South African Breweries is close to clinching a deal to acquire a majority stake in the Miller Brewing Co from the Philip Morris Cos for about US$5 billion in cash and stock, people close to the companies said Friday.
An announcement could come as soon as Thursday, when South African Breweries, known as SAB, will announce financial results for the year that ended March 31, these people said.
SAB is expected to pay about US$2 billion in cash and US$3 billion in stock for a 67 percent stake in Miller. Philip Morris would retain a 33 percent stake, which it would be prevented from selling for a predetermined period of time, as part of a lockup agreement, these people continued. The structure of the deal is aimed at minimizing Philip Morris' tax liabilities from the sale, they added.
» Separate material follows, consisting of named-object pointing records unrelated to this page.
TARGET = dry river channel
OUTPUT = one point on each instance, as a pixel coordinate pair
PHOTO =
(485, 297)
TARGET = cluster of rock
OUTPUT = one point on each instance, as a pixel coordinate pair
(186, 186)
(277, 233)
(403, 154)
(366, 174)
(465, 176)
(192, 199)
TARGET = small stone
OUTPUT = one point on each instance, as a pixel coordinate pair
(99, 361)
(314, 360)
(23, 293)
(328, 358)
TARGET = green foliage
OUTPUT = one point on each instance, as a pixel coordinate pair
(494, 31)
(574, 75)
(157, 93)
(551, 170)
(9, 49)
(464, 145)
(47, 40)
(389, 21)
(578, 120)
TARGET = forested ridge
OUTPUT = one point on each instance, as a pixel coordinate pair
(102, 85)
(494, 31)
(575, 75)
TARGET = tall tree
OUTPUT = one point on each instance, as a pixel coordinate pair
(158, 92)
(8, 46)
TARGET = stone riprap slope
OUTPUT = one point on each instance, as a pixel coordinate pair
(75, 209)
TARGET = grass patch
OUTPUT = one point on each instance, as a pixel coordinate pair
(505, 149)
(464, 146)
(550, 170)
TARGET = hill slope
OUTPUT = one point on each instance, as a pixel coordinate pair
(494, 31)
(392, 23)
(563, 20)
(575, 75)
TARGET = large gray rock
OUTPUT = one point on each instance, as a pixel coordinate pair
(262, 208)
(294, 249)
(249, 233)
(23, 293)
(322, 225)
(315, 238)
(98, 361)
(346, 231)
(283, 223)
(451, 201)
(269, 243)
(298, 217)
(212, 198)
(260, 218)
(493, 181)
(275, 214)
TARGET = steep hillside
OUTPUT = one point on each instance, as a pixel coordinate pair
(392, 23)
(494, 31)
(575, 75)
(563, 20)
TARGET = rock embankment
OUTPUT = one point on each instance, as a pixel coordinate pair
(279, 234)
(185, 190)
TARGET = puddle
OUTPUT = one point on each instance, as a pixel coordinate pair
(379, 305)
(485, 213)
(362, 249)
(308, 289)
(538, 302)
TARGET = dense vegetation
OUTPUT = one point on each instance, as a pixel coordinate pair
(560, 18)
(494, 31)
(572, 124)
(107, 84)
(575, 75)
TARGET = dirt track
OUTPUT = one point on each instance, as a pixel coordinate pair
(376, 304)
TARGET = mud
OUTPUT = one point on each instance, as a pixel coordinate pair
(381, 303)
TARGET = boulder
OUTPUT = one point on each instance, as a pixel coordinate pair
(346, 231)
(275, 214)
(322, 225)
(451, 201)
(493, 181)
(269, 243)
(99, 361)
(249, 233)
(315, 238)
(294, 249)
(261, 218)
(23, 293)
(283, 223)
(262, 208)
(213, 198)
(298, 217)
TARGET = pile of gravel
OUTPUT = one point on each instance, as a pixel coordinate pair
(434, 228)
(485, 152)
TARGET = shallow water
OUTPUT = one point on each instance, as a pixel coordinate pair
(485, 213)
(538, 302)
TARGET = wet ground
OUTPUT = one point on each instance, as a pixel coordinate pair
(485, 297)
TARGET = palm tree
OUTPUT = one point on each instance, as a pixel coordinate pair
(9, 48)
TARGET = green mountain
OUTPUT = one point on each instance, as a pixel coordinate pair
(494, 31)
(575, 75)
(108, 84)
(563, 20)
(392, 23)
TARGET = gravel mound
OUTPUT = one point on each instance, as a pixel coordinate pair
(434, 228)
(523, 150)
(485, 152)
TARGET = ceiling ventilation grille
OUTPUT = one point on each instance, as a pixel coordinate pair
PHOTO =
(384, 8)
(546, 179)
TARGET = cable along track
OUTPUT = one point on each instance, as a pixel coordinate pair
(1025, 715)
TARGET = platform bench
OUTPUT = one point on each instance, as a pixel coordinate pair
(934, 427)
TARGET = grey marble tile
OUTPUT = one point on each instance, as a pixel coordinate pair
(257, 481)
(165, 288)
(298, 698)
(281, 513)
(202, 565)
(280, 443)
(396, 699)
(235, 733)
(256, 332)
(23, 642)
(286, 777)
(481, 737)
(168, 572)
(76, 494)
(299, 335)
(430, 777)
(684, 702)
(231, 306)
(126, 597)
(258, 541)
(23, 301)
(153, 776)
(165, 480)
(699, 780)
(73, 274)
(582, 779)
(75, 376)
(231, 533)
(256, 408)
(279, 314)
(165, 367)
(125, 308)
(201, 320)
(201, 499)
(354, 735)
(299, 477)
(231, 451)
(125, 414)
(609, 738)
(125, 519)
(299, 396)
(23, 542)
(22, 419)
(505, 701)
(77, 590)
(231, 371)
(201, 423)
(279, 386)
The acquisition would make SAB, the maker of Castle Lager, the world's second-largest brewer, behind the Anheuser-Busch Cos., from its current position as No. 4. It also would allow SAB to reduce its exposure to the volatility of the rand, the South African currency, which has experienced a steep decline in value recently.
"SAB will get a much-improved risk profile, which will be far more attractive to investors," said Michael Bleakley, an analyst with Credit Suisse First Boston.
Spokesmen for SAB and Miller declined to comment.
The challenge for SAB will be to improve Miller's standing in the United States, where it is a distant second to Anheuser-Busch, the maker of Budweiser and Michelob.
That may prove difficult, some analysts said, given SAB's limited presence in the US. Founded in 1895 to quench the thirst of gold and diamond miners, SAB has concentrated on the emerging regions of Africa, Eastern Europe and Asia. Though it grew to dominate its home market, SAB was prevented from expanding internationally during the apartheid years.